Custom Domain validated Custom Domain Validation


What did i just create?

A custom domain that matches to your DNS entry created above, a backend pool that frontdoor sends request to which matches the public ip created above and attached to the Azure firewall and a routing rule that Azure frontdoor needs to process your requests.

Custom Domain Custom domain

Backend pool Backend pool

Routing rule Routing rule

Step 10

Verify that you can

  • Navigate to your url e.g. https://labs-goldenpath-<yourname>.sandbox.platform.hmcts.net and see your web server default page

Final result Web Server page

To filter the logs you can type in the below query in the search bar

  ( addr.dst in <your-vm-private-ip> )

Where <your-vm-private-ip> is the same as the IP on your virtual machine

Final result - logs Panorama logs

To learn more about Palo Alto firewall logs watch the Navigating Palo Alto firewall logs KT session


📣 NOTE: You will need to have F5 VPN connection and non-production Access Package granted before you can SSH into the sandbox bastion.
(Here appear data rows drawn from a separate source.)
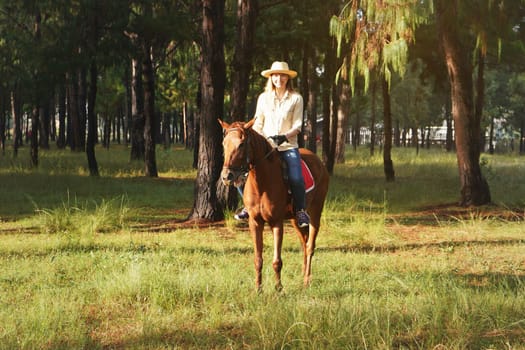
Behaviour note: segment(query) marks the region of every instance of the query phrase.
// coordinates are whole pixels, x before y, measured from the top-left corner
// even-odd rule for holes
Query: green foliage
[[[408,44],[415,28],[428,20],[432,8],[420,1],[351,1],[330,21],[338,53],[345,57],[340,75],[350,80],[363,77],[368,90],[372,71],[389,83],[392,74],[404,74]],[[343,48],[343,44],[345,47]]]
[[[137,176],[124,148],[100,152],[99,179],[82,154],[55,152],[38,170],[0,158],[0,349],[525,346],[520,157],[486,155],[497,205],[461,209],[453,154],[395,149],[385,183],[380,156],[349,151],[312,286],[286,224],[285,289],[273,289],[268,232],[257,294],[246,225],[176,217],[192,205],[192,152],[159,152],[159,179]],[[11,215],[17,192],[31,202]]]

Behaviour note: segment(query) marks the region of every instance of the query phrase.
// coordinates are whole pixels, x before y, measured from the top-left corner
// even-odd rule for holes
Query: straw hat
[[[270,69],[263,70],[261,72],[261,75],[265,78],[269,78],[270,75],[275,74],[275,73],[288,74],[291,79],[297,76],[296,71],[288,68],[288,63],[278,62],[278,61],[272,63],[272,67]]]

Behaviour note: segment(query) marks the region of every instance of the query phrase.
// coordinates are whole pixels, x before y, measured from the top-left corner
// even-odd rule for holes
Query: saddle
[[[288,186],[288,193],[291,193],[290,184],[288,182],[288,165],[284,160],[281,160],[281,167],[283,169],[284,182]],[[315,180],[310,168],[308,168],[308,164],[306,164],[303,159],[301,159],[301,171],[304,179],[304,190],[305,193],[308,193],[315,188]]]

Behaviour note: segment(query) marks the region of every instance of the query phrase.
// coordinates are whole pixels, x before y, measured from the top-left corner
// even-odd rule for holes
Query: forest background
[[[285,60],[299,71],[304,146],[316,151],[322,135],[330,173],[347,141],[366,142],[394,181],[392,145],[430,147],[431,127],[446,125],[460,204],[487,204],[480,152],[525,151],[525,10],[474,3],[3,1],[2,148],[9,140],[16,157],[28,144],[37,167],[55,142],[86,152],[96,176],[95,145],[129,143],[157,177],[156,146],[183,142],[198,169],[189,218],[220,220],[237,196],[218,181],[216,119],[250,118],[259,72]]]

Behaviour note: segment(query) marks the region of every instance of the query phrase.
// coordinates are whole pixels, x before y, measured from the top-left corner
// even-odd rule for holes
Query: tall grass
[[[396,150],[385,184],[379,157],[350,152],[332,177],[313,284],[302,286],[286,225],[284,291],[268,234],[257,294],[245,225],[155,229],[189,212],[190,152],[161,152],[160,179],[132,170],[123,149],[103,152],[98,179],[77,154],[44,153],[38,170],[1,160],[14,197],[0,208],[0,349],[525,348],[520,158],[484,163],[502,206],[433,216],[457,197],[454,157]]]

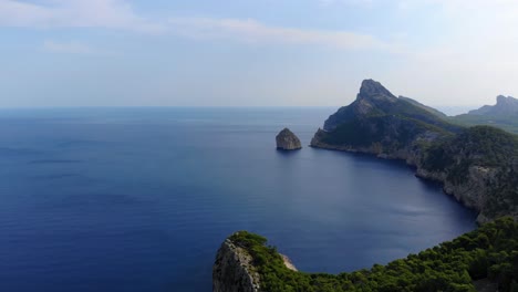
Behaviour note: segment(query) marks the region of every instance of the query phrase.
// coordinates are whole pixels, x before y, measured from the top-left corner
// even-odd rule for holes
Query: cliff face
[[[418,177],[443,182],[446,194],[477,210],[478,222],[518,218],[516,137],[487,126],[449,125],[422,105],[373,86],[383,87],[364,81],[356,101],[331,115],[311,146],[404,159]]]
[[[251,260],[245,249],[225,240],[213,267],[213,291],[259,292],[259,274],[253,271]]]

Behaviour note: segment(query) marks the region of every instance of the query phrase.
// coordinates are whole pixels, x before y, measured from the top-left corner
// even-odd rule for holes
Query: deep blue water
[[[211,291],[222,240],[303,271],[370,268],[475,228],[402,163],[308,145],[334,108],[0,111],[0,291]]]

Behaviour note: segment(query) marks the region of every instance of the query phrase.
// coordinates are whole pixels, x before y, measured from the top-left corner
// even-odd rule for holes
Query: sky
[[[0,0],[0,107],[518,95],[516,0]]]

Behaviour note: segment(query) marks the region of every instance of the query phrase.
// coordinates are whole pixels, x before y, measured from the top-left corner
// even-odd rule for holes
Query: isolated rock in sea
[[[297,150],[302,148],[299,137],[289,128],[282,129],[277,136],[277,148],[282,150]]]
[[[225,240],[213,267],[213,292],[258,292],[259,273],[252,257],[242,248]]]

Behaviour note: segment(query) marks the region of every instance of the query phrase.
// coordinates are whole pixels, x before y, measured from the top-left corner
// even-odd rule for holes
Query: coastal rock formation
[[[484,105],[478,109],[469,111],[468,115],[516,115],[518,114],[518,100],[511,96],[497,96],[496,105]]]
[[[258,292],[259,274],[253,270],[251,255],[242,248],[225,240],[213,267],[214,292]]]
[[[477,210],[479,223],[518,218],[515,136],[489,126],[452,125],[379,82],[363,81],[356,100],[325,121],[311,146],[406,160],[416,176],[442,182],[446,194]]]
[[[289,128],[282,129],[277,136],[277,148],[282,150],[297,150],[302,148],[299,137]]]

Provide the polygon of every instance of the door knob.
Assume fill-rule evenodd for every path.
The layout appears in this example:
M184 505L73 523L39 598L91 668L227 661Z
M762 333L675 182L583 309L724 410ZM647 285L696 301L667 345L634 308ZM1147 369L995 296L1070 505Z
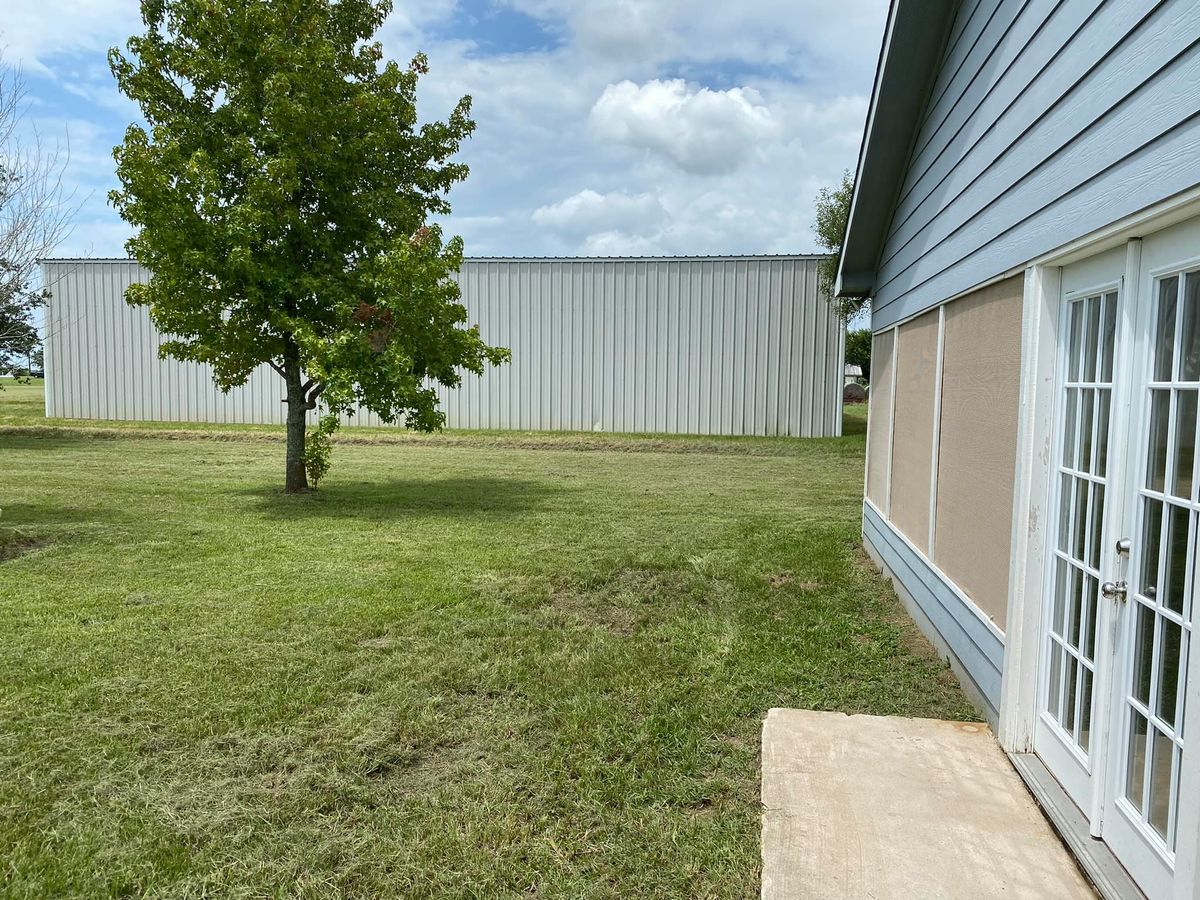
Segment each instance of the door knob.
M1123 581L1106 581L1100 584L1100 593L1109 600L1120 600L1121 602L1124 602L1129 594L1129 586Z

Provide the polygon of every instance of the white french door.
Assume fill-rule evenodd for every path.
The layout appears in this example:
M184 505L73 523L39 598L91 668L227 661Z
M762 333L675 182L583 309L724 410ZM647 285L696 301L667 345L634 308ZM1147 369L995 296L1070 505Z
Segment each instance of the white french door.
M1110 668L1103 650L1110 610L1105 572L1116 563L1112 510L1123 488L1122 410L1130 317L1123 250L1063 270L1057 419L1048 529L1048 596L1043 617L1034 750L1080 809L1093 803L1097 722ZM1098 714L1099 713L1099 714ZM1103 730L1102 730L1103 731Z
M1147 896L1190 896L1200 222L1066 266L1058 358L1034 750Z

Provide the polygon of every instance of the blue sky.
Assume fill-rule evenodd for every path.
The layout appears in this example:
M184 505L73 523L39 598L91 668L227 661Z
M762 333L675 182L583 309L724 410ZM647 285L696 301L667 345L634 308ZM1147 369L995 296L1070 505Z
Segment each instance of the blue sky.
M886 0L421 0L380 32L432 72L422 115L475 101L450 229L468 256L812 251L812 198L853 168ZM124 256L107 204L136 108L108 47L131 0L8 0L26 130L70 151L60 254Z

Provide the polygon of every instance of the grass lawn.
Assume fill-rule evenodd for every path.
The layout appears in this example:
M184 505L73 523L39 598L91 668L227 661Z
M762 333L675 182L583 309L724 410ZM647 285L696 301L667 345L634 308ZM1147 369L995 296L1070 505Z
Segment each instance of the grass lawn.
M857 410L856 410L857 412ZM767 709L973 718L829 440L64 426L0 394L0 894L751 898Z

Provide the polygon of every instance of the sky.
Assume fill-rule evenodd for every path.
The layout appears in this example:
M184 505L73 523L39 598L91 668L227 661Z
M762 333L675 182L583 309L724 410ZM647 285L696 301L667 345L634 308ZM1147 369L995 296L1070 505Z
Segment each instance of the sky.
M468 257L806 253L814 197L853 169L886 0L397 0L379 40L431 72L420 114L472 95ZM112 148L138 120L107 49L134 0L6 0L24 127L78 208L58 256L120 257Z

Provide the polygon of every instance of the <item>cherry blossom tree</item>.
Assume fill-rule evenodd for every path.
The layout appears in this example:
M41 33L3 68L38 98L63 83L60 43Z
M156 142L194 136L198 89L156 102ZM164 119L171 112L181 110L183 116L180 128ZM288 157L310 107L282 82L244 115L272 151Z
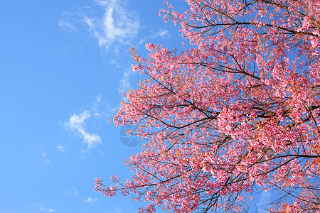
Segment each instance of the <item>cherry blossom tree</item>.
M186 1L160 11L183 51L132 49L145 79L113 121L146 141L134 176L95 190L133 193L139 212L244 212L257 190L282 195L270 212L320 212L320 1Z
Follow this guide to obtain this.

  • ssh onto you virtual machine by logging into the VPN and connecting to the sandbox bastion by running the command below
  az ssh vm -n bastion-sbox -g bastion-sbox-rg --subscription DTS-MANAGEMENT-SBOX-INTSVC

Once one the bastion ssh onto the VM using the below command

    curl <your-private-ip>
    ssh labsAdmin2023@<your-vm-private-ip>

With the first curl command you should see the raw html output in the terminal to prove that you can reach your VM from the bastion VM.

For the second command, accept the fingerprint prompt and provide the VM password, you should now be on your VM.

This page was last reviewed on 19 December 2024. It needs to be reviewed again on 19 February 2025 by the page owner platops-build-notices .
This page was set to be reviewed before 19 February 2025 by the page owner platops-build-notices. This might mean the content is out of date.